Opening Night has the typical documentary feeling that many of Cassavetes’ films have, making it all the more powerful. The improvisation mixed with the scripted moments, what contemporary audiences might confuse with “mumblecore” today, can either be exhilarating, or at times heavy handed, but it always feels like the actors are performing without a net. You’ll either love it or hate it, but you should definitely give this film a try.

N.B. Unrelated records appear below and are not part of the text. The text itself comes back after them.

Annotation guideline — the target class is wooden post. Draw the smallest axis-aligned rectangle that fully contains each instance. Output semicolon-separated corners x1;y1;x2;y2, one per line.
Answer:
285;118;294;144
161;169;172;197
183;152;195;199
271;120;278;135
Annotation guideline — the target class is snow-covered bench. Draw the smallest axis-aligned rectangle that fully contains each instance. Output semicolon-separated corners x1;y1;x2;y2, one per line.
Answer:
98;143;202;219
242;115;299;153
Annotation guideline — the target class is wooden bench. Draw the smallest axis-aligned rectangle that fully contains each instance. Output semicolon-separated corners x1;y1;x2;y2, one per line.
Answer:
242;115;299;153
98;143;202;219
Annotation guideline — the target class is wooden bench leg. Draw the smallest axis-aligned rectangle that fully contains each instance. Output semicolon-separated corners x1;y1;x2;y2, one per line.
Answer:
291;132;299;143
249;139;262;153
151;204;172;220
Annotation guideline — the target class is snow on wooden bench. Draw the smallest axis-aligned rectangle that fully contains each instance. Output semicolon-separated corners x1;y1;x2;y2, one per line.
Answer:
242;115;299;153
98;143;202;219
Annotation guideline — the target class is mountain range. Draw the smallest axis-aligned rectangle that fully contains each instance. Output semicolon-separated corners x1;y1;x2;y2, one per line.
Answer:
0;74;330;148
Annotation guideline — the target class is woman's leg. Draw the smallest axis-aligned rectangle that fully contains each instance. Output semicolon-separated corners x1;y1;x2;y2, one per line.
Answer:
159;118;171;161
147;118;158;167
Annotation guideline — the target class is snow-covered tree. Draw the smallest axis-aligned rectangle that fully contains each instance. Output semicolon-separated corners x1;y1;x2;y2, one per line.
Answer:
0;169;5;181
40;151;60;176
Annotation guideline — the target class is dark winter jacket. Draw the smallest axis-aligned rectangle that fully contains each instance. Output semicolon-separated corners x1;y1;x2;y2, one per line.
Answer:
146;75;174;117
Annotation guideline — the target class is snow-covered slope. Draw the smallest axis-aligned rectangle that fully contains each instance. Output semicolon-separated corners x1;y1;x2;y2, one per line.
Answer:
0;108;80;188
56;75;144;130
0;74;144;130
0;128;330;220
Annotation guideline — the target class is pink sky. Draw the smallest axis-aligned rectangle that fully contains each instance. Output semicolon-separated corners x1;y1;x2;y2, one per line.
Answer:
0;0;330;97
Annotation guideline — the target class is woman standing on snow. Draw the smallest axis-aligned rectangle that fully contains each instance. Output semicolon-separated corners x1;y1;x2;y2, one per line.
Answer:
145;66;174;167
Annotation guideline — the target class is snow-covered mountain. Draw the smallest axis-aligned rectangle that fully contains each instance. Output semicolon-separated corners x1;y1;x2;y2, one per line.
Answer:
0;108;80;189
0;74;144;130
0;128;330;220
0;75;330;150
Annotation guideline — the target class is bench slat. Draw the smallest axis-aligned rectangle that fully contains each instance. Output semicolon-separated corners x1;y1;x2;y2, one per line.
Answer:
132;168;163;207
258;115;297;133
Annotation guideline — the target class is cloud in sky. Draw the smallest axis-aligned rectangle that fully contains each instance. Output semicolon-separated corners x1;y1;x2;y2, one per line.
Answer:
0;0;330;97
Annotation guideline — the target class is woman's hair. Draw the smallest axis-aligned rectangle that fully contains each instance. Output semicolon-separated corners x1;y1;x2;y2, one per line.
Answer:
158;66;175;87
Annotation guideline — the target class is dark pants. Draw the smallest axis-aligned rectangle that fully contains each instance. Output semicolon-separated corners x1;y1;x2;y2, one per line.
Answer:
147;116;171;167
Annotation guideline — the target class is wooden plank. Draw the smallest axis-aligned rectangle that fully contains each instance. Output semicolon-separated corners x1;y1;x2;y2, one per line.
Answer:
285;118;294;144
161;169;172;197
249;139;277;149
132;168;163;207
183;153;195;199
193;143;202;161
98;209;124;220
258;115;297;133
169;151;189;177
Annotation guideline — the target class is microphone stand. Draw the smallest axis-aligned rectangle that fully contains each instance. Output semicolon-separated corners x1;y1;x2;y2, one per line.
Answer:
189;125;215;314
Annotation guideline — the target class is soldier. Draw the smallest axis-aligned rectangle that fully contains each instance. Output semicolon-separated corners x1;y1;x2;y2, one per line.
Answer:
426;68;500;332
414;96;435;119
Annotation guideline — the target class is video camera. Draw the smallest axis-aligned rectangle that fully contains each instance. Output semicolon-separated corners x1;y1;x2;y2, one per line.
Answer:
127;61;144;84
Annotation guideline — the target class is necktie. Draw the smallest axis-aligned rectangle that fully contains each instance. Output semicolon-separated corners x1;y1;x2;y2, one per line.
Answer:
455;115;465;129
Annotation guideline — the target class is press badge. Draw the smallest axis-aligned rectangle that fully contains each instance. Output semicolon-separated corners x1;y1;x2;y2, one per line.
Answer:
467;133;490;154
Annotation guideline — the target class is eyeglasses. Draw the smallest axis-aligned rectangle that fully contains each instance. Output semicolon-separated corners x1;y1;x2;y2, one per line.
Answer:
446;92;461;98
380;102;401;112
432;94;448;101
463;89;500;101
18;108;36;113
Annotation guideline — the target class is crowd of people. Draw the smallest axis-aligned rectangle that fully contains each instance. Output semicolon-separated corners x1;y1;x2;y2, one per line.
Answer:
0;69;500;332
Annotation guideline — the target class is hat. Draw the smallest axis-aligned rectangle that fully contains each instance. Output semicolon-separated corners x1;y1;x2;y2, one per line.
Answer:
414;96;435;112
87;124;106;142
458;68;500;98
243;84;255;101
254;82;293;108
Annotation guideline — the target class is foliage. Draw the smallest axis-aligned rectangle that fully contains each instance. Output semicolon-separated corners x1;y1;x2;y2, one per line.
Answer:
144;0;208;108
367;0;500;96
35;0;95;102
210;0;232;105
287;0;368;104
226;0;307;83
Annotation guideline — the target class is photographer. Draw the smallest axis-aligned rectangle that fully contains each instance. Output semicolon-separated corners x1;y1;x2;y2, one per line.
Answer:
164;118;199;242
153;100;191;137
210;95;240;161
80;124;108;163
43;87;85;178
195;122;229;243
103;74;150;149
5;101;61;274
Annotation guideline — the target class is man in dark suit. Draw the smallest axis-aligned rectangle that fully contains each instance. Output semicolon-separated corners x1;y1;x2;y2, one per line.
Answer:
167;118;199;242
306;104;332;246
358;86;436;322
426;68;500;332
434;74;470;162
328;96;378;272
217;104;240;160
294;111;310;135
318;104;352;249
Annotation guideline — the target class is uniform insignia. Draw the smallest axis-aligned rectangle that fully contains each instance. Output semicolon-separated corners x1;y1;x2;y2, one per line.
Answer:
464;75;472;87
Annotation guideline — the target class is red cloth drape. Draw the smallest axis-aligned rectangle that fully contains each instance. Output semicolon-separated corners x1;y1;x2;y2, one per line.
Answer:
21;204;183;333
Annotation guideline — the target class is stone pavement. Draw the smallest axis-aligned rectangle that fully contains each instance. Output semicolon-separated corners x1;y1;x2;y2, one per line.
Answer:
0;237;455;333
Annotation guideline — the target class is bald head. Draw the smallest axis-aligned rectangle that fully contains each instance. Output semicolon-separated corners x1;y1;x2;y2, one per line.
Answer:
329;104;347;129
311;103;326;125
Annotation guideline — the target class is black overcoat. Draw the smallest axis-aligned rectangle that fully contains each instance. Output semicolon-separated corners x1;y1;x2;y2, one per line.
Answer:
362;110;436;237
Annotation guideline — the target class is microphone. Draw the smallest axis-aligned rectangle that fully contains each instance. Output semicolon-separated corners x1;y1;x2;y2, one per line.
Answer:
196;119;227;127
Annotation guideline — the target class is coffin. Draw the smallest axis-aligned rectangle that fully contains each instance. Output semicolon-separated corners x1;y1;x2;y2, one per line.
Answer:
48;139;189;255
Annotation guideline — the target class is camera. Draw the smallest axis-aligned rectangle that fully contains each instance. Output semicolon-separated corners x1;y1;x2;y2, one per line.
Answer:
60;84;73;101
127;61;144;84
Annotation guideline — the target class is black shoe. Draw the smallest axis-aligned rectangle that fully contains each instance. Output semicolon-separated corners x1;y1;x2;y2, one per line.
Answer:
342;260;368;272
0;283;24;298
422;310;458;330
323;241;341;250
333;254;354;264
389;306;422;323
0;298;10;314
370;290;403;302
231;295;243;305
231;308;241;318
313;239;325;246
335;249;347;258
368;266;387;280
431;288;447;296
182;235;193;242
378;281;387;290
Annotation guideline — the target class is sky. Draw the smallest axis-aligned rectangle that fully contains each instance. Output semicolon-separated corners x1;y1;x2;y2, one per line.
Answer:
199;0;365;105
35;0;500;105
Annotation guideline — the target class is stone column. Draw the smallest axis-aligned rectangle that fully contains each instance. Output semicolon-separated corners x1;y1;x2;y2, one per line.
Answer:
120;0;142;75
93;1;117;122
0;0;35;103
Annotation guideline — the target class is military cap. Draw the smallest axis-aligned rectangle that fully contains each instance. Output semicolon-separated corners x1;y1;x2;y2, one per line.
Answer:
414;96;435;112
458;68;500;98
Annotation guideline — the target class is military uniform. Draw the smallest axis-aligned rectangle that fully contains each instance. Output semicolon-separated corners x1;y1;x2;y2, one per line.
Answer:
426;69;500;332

The film was transferred in high definition on a Spirit Datacine from a 35mm color reversal internegative, with dirt, debris and scratches being removed with the MTI Digital Restoration System. The AVC/MPEG-4 1080p encodement to Blu-ray from the BFI looks nearly flawless to my eyes given this film’s age. Apart from the occasional sparkle of source damage, the thin layer of grain is natural, objects have good texture on close-ups, flesh tones look spot on, and contrast is strong.
BFI’s information lists the soundtrack as being mastered at 24-bit from a 35mm magnetic audio track, with audio restoration tools subsequently being applied to reduce hiss, pops, clicks, and crackle. However, the track in question, a LPCM 2.0 track, is in fact only 48kHz/16-bit, so this has been mislabeled, both in the information on the transfer and on the back of the booklet, at least in the pre-release material I received. That said, the audio sounds perfectly fine and shows a good bit of clarity, with natural ambience and depth, especially during the stage scenes.
Only a commentary is supplied on the Blu-ray. Two featurettes, however, grace the DVD and the package comes with the typically strong booklet from the BFI populated with well written and informative essays and other writings on the film, the filmmaker, and the stars.
- Audio commentary with Tom Charity, Mike Ferris, and Bo Harwood
- Memories of John (DVD only, 29 mins.)
- Falk on Cassavetes: the later years (DVD only, 14 mins.)
- Illustrated booklet featuring interviews and essays by Tom Charity, Al Rubin, and Peter Bogdanovich
The Definitive Word
Perhaps not as solidly constructed and easy to follow as A Woman Under the Influence, this similarly-themed film is still quite a powerful work. The BFI, who should be commended for their ongoing work on this excellent series of Cassavetes releases, The John Cassavetes Collection, has scored another high mark with this beautifully restored and powerful film.